With a little help, the sole survivor of the Sago Mine disaster stood for the first time since the accident, and puckered his lips when his wife asked for a kiss, doctors said Friday.
Randal McCloy Jr., 26, came out of a coma earlier this week.
“In this business of taking care of severe head injuries, little things make us happy,” Dr. Julian Bailes said.
McCloy can make noises when doctors cover his breathing tube. Whether he will be able to speak when the tube is removed depends on the extent of the brain damage he suffered from carbon monoxide during his 41 hours trapped underground, Bailes said.

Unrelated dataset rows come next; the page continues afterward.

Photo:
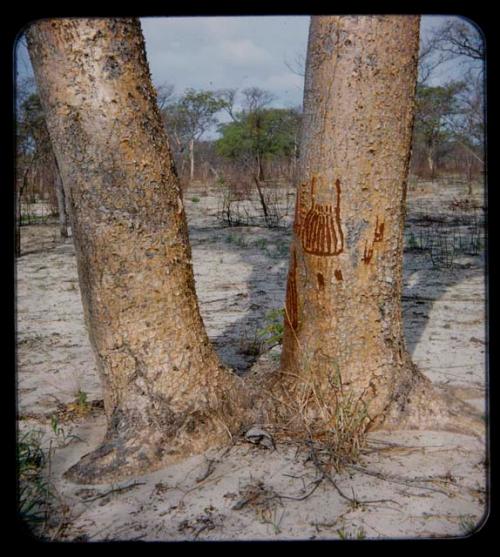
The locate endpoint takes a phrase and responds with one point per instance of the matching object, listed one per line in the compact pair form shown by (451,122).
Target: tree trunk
(343,349)
(431,164)
(191,159)
(165,392)
(61,203)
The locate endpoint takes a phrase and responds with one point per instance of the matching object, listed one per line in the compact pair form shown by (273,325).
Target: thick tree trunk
(431,164)
(343,350)
(165,392)
(61,203)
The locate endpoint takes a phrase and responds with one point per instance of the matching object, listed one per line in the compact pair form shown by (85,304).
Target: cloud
(227,52)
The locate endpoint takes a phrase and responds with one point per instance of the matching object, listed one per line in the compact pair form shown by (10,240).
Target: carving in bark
(166,393)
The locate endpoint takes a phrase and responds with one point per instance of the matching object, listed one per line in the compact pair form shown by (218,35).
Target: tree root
(420,405)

Twelve fellow miners died after the explosion Jan. 2.
Doctors described McCloy as being within “moments if not hours from death” when he arrived at West Virginia University’s Ruby Memorial Hospital on Jan. 4.
Transfered to rehabilitation center
On Thursday, he was transferred to a rehabilitation center. He stood for the first time that day with help from medical aides, and later puckered his lips when his wife, Anna, asked for a kiss, said Dr. Russell Biundo, medical director at HealthSouth Mountain View hospital in Morgantown.
“There is definitely a better connection with her than anybody else,” Biundo said. “What we all want is a connection so that when I say, ‘Lift one finger,’ he does it. Boom, then we have a party.”
Also on Friday, lawyers for the McCloys sued The National Enquirer and the supermarket tabloid’s parent, America Media Inc., to block them from republishing a photograph of the injured miner in his hospital bed.
The complaint contends the tabloid paid Randal McCloy’s brother, Matthew, $800 to take the photo, and claims it was an invasion of privacy because the miner was in a coma and could not consent, The Exponent Telegram of Clarksburg reported.
The suit seeks at least $75,000 in compensatory and punitive damages.
The tabloid has no plans to republish the photo, its lawyer, Jay S. Bowen, said in a letter.